Figure 1. A simple example used to demonstrate the important factors to flow dampening in a polymer delivery system

Figure 2 shows an example for LDPE with specified values of the factors, and the amplitude ratio of the flow is given for these alternative factors of the system. A base case is given by which to judge changes.

Of importance is the wave speed of the polymer. This is a measure of the compressibility of the polymer melt which includes the size and end constraints of the conduit. The wave speed determines the amount of flow disturbance that will be absorbed by the delivery system through bulk compression of the melt and stretching of the conduit.

Figure 2. The damping ratio resulting from changes in the system layout.

Several factors are shown that give an amplitude ratio of between 0.8 and 0.9. For comparison, the amplitude ratio for water is shown to be over 0.90 as water (wave speed =1440 m/s) is less compressible than LDPE melt (wave speed=1241 m/s).
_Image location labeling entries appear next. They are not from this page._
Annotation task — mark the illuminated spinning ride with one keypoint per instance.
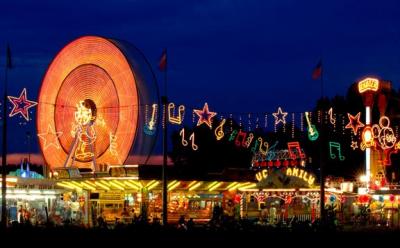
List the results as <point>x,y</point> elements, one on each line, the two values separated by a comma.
<point>89,110</point>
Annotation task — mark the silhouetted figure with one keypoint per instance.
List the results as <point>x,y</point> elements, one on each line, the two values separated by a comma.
<point>190,224</point>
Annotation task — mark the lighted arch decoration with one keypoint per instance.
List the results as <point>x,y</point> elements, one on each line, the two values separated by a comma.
<point>100,70</point>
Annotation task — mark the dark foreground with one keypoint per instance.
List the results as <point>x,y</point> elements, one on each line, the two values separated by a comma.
<point>171,236</point>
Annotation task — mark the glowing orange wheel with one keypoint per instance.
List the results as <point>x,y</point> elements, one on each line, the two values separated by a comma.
<point>90,70</point>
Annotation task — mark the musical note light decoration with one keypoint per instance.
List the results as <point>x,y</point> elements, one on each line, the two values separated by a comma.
<point>331,119</point>
<point>178,118</point>
<point>21,105</point>
<point>311,129</point>
<point>191,138</point>
<point>354,122</point>
<point>219,131</point>
<point>354,145</point>
<point>337,147</point>
<point>280,116</point>
<point>205,116</point>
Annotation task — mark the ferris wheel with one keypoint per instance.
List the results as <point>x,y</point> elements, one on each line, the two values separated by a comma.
<point>89,105</point>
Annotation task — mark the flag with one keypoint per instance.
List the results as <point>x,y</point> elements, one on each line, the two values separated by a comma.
<point>162,65</point>
<point>8,58</point>
<point>317,71</point>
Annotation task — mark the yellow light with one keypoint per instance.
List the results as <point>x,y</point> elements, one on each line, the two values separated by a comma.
<point>88,186</point>
<point>215,186</point>
<point>212,184</point>
<point>105,183</point>
<point>231,186</point>
<point>195,186</point>
<point>219,131</point>
<point>137,183</point>
<point>363,178</point>
<point>117,186</point>
<point>10,179</point>
<point>368,84</point>
<point>65,186</point>
<point>91,183</point>
<point>173,186</point>
<point>131,185</point>
<point>205,116</point>
<point>153,185</point>
<point>149,183</point>
<point>102,186</point>
<point>248,186</point>
<point>76,184</point>
<point>367,136</point>
<point>118,183</point>
<point>179,117</point>
<point>191,184</point>
<point>171,183</point>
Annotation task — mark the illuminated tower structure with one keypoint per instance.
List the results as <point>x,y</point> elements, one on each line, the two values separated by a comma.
<point>369,88</point>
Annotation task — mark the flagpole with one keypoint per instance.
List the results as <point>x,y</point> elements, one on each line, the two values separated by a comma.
<point>322,80</point>
<point>165,147</point>
<point>322,157</point>
<point>4,152</point>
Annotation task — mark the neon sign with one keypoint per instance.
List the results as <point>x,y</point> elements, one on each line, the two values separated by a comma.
<point>295,172</point>
<point>302,174</point>
<point>368,84</point>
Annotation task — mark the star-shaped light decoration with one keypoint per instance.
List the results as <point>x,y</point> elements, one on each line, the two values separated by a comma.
<point>205,116</point>
<point>354,145</point>
<point>50,138</point>
<point>354,122</point>
<point>280,116</point>
<point>21,105</point>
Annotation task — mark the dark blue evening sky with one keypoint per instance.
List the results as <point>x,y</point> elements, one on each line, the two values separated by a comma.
<point>239,56</point>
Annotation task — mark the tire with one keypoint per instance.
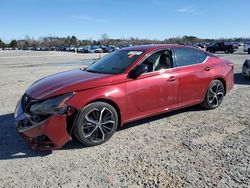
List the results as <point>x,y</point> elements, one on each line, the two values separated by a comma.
<point>214,95</point>
<point>96,123</point>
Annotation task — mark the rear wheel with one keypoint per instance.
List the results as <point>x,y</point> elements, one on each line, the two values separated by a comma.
<point>96,123</point>
<point>214,96</point>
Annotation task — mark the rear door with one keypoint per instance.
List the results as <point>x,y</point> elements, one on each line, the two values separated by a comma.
<point>195,74</point>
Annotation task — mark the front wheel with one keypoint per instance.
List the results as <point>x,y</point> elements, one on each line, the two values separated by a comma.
<point>96,123</point>
<point>214,96</point>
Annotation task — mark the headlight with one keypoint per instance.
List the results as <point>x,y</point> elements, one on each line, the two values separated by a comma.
<point>56,105</point>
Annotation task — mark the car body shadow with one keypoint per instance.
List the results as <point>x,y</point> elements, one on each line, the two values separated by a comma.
<point>75,144</point>
<point>240,79</point>
<point>12,146</point>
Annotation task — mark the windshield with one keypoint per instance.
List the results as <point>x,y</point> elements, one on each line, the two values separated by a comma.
<point>115,63</point>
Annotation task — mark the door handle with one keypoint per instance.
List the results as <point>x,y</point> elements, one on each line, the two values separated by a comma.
<point>207,68</point>
<point>171,78</point>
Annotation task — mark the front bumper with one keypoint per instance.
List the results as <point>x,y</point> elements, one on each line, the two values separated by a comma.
<point>246,71</point>
<point>48,134</point>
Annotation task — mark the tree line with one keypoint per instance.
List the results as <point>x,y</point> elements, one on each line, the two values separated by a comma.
<point>50,41</point>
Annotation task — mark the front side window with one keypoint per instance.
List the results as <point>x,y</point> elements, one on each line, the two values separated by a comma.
<point>116,62</point>
<point>158,61</point>
<point>189,56</point>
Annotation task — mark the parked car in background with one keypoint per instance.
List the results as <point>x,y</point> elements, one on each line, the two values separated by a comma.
<point>221,46</point>
<point>126,85</point>
<point>247,48</point>
<point>246,68</point>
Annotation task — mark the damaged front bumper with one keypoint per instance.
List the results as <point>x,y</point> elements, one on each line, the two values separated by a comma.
<point>48,134</point>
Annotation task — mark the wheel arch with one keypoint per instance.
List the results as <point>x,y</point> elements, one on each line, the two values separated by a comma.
<point>112,103</point>
<point>224,84</point>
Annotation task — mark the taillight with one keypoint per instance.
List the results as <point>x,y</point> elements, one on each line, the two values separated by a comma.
<point>231,65</point>
<point>246,64</point>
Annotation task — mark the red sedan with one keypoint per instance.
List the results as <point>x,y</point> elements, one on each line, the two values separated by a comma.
<point>126,85</point>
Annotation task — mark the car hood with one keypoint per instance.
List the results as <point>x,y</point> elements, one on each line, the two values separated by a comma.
<point>65,82</point>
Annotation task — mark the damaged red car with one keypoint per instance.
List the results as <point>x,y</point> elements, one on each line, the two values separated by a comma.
<point>126,85</point>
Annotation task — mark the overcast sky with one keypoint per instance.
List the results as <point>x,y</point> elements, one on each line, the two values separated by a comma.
<point>152,19</point>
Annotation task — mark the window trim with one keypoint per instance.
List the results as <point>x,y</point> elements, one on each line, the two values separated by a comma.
<point>175,58</point>
<point>151,53</point>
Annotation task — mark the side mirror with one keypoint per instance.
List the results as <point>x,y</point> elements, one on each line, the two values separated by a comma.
<point>139,70</point>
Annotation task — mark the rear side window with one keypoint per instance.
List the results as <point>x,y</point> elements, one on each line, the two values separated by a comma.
<point>189,56</point>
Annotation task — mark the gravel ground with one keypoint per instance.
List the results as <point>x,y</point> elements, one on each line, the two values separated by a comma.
<point>186,148</point>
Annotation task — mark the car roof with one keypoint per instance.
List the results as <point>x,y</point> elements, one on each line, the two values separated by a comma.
<point>154,47</point>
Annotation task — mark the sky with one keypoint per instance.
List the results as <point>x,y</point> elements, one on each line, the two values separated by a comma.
<point>151,19</point>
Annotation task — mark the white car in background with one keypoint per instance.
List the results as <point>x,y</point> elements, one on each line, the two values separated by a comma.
<point>246,68</point>
<point>247,48</point>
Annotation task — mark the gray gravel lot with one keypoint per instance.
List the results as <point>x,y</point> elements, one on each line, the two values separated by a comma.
<point>192,147</point>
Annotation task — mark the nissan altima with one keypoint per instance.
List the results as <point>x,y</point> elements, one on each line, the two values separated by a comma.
<point>125,85</point>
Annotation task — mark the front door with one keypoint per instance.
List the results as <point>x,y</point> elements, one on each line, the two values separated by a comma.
<point>154,91</point>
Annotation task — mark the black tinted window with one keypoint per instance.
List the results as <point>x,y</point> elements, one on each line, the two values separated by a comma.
<point>188,56</point>
<point>116,62</point>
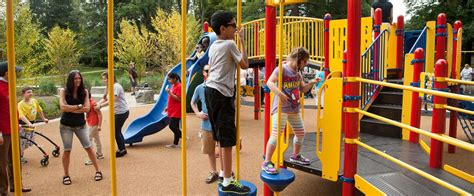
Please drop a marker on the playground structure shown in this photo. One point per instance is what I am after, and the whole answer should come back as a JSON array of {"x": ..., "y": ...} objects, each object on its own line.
[{"x": 345, "y": 107}]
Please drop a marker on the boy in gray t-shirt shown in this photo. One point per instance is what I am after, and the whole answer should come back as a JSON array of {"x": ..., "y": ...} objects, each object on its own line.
[{"x": 219, "y": 91}]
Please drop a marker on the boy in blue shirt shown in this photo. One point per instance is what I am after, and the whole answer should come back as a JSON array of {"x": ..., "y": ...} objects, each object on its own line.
[
  {"x": 208, "y": 143},
  {"x": 224, "y": 59}
]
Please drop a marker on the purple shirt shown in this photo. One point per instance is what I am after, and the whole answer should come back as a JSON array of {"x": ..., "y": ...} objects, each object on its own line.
[{"x": 291, "y": 88}]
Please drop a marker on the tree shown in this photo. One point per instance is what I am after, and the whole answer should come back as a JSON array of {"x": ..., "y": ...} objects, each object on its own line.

The location of a filter is shown to be a significant factor. Locating the filter as near as possible to the die lowered the amplitude ratio to about 0.55. When near the extruder the amplitude ratio is nearly 0.9.

A cumulative effect for making the pipe longer, larger diameter and putting the filter near the die lowers the amplitude ratio to about 0.24.

The frequency of the oscillation of 20 cps is shown to be a major factor. Higher frequency will al- ways lead to lower amplitude ratios.

Entrapped air or gas is shown to be a major factor. A value of 0.4% by volume dramatically lowers the wave speed to 168 m/s, and almost eliminated the transmission of the disturbance. Ironically, purging of the system to eliminate gas bubbles in the product will hinder damping and thickness uniformity.

Every system will react differently depending on the cited factors. The math model can be easily used to identify which factors are most effective in increasing damping and improving thickness uniformity for different systems.


1. Derezinski, Stephen J. “Calculating Surge Dampening in Melt Delivery Systems,” Society of Plastic Engineers Conference Proceeding ANTEC 1997, 1997, pp. 341-346.
2. Streeter, Victor L. and E. Benjamin Wylie, Hydraulic Transients, Chapter 4, McGraw-Hill Book Company, New York, 1967.

- Stephen J. Derezinski, Ph.D. Extruder Tech, Inc.